The fleet-footed cast is (prone, front) Shanna Brock, (middle L to R) Christopher Younggren, 
Matthew Copley, Michael Woodson, (back L to R) Janet Roby, Cliff Madison, 
Allison Akmajian, India Osborne


Generally speaking, farce is to theater what those Roadrunner movie cartoons are to movies – outrageous action that takes great joy in flaunting its improbability. On Tucson's eastside at Live Theatre Workshop, while we sleep peacefully in our beds, energetic boys and girls are developing farce into an aerobic art form.

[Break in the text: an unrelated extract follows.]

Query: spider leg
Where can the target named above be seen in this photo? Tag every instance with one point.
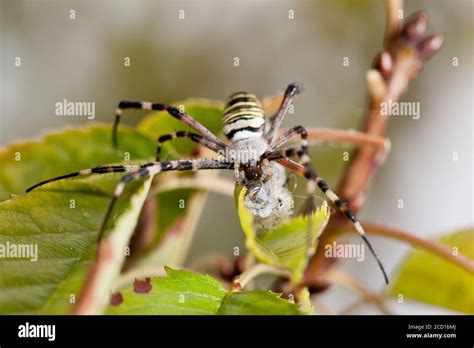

Chief among them, functioning at a high level of speed and temperature, is Stephen Frankenfield. His pace and energy make the word “manic” seem like not nearly enough, like several more vowels or capital letters are needed.

“I have always loved the physical elements of (farce)...a much more dramatic style of theater than some would think....that keeps me coming back for more,” Frankenfield wrote in the program notes for LTW's newest production, “Move Over Mrs. Markham” by Ray Cooney and John Chapman.

Frankenfield is the director, choreographing a cast of nine that keep the pedal to the metal, generating high rpm comedy along with a couple of hundred door slams, couch dances and disappearing acts, not to mention the mistaken identities and embarrassing situations.

It's all very British, you know. Cooney has been a favorite of the Brits for decades.